忌み子という呪縛
祖母の日記を何ページか読み終えると、住み慣れたはずのアパートが異空間に思えた。私は心細さをかき消すように慌ててテレビの電源を入れた。
お茶の間向けのバラエティー番組が流れて、お笑い芸人が食レポをしている様子が映っていた。
大学の下宿先として住み始めた頃から、寂しさを紛らわすためにテレビを見ていたことを思い出す。
数年前の出来事に微笑ましい気持ちになったが、くたびれた大学ノートを目にすると現実に引き戻されるような感覚をおぼえた。
それはただの紙切れにすぎないとしても、そこに書かれた狂気は私を怯えさせるだけの威力を十分に持っていた。
いつか私が読んでショックを受けることを見こんだ上で、祖母はあの日記を書いたのだろうか。疑念や不信、薄暗い感情が胸の中に湧いてくる。
――イミゴだよ、お前は。なんで生まれてきた?
唐突に誰かの声が脳裏にひびいた。
何年もの間、まともに聞くことがなかったせいで忘れていた。
それは間違いなく祖母の声だった。
……イミゴ……忌み子……。
遠すぎる記憶が日記の内容と重なり、私の心を苛むように刺激していた。
断片的な記憶をたどりながら、祖母が男の子が生まれてほしいと口にしていたのを思い出した。

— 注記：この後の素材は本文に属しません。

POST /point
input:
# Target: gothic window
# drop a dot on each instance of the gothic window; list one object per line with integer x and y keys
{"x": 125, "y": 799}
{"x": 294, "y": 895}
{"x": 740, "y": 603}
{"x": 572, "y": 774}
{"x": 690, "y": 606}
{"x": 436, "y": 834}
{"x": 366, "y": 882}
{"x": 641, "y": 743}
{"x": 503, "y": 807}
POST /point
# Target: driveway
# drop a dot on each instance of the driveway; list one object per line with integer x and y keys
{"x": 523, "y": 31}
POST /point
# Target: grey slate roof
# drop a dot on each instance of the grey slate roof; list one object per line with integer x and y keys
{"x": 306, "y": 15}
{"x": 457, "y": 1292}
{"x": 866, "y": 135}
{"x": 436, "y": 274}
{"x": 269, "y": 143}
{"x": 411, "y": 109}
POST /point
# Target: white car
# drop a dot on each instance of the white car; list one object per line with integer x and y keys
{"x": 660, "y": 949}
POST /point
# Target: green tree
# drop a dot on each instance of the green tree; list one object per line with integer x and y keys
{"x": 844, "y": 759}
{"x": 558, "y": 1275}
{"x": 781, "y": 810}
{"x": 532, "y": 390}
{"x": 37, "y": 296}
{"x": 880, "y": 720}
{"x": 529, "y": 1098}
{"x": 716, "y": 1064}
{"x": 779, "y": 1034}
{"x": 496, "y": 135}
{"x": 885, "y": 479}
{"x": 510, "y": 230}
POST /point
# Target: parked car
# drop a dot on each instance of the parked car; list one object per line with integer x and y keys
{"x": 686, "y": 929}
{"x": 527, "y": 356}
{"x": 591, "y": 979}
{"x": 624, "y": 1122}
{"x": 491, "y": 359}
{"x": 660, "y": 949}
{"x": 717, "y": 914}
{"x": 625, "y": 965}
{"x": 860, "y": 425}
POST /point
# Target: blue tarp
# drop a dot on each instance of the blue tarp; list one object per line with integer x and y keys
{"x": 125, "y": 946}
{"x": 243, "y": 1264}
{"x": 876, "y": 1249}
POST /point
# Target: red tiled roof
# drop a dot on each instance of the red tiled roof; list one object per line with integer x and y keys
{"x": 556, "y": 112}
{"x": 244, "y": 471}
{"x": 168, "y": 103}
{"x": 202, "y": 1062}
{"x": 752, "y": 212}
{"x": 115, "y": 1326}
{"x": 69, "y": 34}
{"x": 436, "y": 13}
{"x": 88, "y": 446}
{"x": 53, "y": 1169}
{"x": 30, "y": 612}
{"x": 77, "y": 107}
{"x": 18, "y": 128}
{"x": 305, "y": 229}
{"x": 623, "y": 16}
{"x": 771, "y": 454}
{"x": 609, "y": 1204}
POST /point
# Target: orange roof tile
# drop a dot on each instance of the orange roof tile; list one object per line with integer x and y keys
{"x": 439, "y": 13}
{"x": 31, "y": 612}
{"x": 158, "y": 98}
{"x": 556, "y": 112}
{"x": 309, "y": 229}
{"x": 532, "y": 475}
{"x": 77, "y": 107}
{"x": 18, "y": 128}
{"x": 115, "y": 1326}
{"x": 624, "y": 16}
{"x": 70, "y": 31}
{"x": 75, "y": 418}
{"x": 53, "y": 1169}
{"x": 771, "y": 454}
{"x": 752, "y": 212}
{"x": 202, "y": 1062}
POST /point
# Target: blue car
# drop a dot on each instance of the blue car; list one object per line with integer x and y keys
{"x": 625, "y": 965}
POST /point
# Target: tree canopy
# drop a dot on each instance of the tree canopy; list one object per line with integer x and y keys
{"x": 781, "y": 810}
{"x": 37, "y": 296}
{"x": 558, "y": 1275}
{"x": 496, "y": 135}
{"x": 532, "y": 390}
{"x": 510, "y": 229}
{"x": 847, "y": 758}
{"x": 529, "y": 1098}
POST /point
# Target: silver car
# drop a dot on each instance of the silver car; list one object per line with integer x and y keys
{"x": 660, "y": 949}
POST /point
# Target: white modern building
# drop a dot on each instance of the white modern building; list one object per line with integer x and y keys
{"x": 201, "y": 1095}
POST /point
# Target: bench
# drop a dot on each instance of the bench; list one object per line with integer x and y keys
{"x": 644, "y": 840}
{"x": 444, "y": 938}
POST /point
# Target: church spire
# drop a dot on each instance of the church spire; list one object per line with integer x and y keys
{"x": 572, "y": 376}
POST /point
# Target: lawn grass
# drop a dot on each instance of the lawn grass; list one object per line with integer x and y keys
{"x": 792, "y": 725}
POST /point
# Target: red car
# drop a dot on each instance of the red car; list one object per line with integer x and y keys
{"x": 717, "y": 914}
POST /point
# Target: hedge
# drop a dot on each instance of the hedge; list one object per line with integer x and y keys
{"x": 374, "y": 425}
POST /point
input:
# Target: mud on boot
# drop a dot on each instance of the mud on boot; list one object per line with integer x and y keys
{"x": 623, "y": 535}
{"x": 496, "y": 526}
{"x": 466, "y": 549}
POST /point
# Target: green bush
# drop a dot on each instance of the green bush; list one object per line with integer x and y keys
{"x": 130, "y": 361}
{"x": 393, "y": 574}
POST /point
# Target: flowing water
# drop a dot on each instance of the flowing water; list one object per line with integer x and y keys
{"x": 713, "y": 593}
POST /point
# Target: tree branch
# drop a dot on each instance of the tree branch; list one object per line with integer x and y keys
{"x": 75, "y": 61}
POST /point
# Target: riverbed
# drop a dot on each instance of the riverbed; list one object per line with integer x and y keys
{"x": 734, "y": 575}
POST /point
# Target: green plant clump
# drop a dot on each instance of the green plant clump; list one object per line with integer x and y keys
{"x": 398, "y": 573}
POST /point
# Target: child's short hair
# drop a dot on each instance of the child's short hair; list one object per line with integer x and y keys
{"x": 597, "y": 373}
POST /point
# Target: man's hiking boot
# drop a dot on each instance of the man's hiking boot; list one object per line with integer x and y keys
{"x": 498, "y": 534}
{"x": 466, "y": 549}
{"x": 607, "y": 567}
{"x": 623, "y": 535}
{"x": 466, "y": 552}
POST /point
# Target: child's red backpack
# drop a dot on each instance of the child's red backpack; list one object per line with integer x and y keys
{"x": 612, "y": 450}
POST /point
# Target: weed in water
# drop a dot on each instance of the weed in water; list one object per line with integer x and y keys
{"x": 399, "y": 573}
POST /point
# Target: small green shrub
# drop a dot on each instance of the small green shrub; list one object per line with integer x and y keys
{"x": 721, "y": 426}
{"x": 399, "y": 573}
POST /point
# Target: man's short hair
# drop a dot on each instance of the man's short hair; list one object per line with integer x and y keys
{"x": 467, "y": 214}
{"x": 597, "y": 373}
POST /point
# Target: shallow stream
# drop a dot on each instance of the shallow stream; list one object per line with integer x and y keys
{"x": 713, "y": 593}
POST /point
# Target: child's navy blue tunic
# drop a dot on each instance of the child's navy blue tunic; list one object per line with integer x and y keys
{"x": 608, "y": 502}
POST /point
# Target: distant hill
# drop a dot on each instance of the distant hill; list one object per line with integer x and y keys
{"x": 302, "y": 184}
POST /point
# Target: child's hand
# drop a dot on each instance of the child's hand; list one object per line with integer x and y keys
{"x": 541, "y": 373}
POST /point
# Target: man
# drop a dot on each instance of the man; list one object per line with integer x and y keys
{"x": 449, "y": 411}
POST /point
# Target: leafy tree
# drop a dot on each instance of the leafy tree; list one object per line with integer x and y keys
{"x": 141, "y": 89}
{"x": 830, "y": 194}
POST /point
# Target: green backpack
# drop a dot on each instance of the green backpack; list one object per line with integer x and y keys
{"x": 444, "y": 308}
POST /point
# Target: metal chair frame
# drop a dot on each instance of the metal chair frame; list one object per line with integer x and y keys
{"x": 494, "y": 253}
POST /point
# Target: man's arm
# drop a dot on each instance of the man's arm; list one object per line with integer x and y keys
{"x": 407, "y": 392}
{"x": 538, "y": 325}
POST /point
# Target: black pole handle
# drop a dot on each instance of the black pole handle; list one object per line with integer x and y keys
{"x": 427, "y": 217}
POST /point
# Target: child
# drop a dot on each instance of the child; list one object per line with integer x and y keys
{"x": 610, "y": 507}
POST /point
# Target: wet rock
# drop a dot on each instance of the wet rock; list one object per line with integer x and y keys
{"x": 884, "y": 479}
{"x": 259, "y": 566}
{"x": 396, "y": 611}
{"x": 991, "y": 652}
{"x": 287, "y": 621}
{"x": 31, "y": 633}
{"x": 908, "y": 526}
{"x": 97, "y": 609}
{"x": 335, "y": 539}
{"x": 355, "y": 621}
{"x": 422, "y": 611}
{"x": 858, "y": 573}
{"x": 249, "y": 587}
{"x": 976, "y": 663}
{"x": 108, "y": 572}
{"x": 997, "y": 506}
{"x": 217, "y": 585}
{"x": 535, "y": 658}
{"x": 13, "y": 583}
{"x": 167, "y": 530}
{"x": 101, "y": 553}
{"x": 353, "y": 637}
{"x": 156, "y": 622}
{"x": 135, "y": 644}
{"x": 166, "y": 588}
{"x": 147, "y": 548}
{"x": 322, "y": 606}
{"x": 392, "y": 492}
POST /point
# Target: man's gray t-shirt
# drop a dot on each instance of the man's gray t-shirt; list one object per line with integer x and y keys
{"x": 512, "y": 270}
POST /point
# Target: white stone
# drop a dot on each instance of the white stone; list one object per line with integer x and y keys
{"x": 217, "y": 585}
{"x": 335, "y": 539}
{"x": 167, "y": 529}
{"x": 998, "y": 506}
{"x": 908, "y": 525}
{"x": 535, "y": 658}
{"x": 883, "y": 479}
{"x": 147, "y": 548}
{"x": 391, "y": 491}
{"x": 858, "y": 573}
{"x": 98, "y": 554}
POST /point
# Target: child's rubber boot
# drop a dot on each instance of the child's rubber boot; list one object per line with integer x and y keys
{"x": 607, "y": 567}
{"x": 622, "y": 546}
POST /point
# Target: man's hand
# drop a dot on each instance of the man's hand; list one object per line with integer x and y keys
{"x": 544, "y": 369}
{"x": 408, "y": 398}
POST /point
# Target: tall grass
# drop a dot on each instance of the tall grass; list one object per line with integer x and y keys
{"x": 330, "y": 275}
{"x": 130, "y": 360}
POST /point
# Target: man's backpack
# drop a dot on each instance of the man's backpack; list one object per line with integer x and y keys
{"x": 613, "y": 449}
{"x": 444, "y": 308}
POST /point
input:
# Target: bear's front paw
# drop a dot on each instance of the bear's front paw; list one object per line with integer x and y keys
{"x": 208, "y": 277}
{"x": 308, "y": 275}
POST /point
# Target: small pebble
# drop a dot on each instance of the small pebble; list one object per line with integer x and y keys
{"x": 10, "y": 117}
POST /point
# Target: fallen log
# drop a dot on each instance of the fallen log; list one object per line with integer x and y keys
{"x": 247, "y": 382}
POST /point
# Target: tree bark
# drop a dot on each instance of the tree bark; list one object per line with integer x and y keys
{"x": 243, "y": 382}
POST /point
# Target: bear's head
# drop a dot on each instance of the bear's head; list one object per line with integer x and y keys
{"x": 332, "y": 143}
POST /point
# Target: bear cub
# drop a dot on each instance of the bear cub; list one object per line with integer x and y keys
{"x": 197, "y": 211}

――いっそのこと忘れたままでいれば、苦い思いをしなくて済んだはず。
どうして、あんなことを覚えているのかは分からない。
そんな私の心境を無視するかのように、日記の内容が繰り返し浮かんできた。
故人の逆鱗に触れるような気がして捨てられそうになかったので、とりあえずクローゼットの奥に押しこむようにしまっておいた。
気分を変えようとシャワーを浴びてみたが、日記のことは頭から離れずに後悔の念を抱くばかりだった。
翌朝目が覚めると最悪な気分だった。
己の存在すべてを否定されるような言葉を浴びせられて、どれだけ謝罪しても許されないという地獄のような夢を見た。
――なぜ、祖母は私のことを疎ましく思っているのか。
物心ついてから会話をした記憶がほとんどないのに分かるはずもなかった。
そんなことを考えていると、私は祖母のことを老人施設に入院中のお年寄りの一人程度の認識しかなかったことに気づかされた。
結局、私も薄情な親戚たちと同じようなものかもしれない。
気分が晴れないままでも、今日は慶弔休暇明けで会社に行かないといけない。
私は重たい気分のまま、身支度をととのえてアパートを出た。
出社して自分の席についてから、何となく気持ちが落ち着いた気がした。
上司や同僚に声をかけると、ご愁傷様だとか形式通りの言葉が返ってきた。
二年目で新人に毛が生えた程度の立場なので、休暇をもらっても大丈夫なのか心配だった。それでも、皆の様子を見る限り問題ない気がした。
何事もなく午前中の仕事が終わり、昼食後に仕事を始めようとしたところで先輩社員に声をかけられた。
「Tさん、ちょっといい? 今日の書類なんだけど……こことここ、数字が間違ってるよ」
彼はデータが印字された書類を指でなぞった。
「――あっ、はい、申し訳ありません。すぐに直します」
私がそう申し出ると、彼はもう直しておいたからと柔らかい口調でいった。
先輩社員が去った後、いたたまれない気持ちになっていた。
頭ではそこまで大きなミスではないと分かっていも、言いようのない罪悪感が離れていかない。
今までそんなことを考えることなどなかったのに、自分は会社にいてはいけない人間なのではという考えが頭の中をループしていた。
気を取り直して事務作業を再開したが、何となくすっきりしないまま一日の仕事が終わった。
私は重たい足取りでアパートまでの道を歩いた。
食欲が湧かなかったので、コンビニで簡単な食事と飲み物を買って帰った。
私は実家のある地元が嫌いではなかった。
ただ、今勤めている会社のような大企業はゼロに近かった。
必死に就活して入った以上、簡単に辞めるわけにはいかない。
明日からはなるべく失敗しないように気を引き締めよう。
私は気分転換に動画を見たり、好きな音楽を聴いたりして、気を紛らわせようとした。
飲酒の習慣はないのでお気に入りのミルクティーが晩酌代わりだった。
ふと思い出して、大学時代から仲のいい友人に父方の祖母が亡くなったとだけSNSで連絡した。
彼女を心配させたくなかったので、返信が来てからもいつも通りの風を装った。
それからは何をするでもなく、布団の上でゴロゴロしていた。
思いの外疲れていたようで、明け方に電気がついたままの部屋で目が覚めた。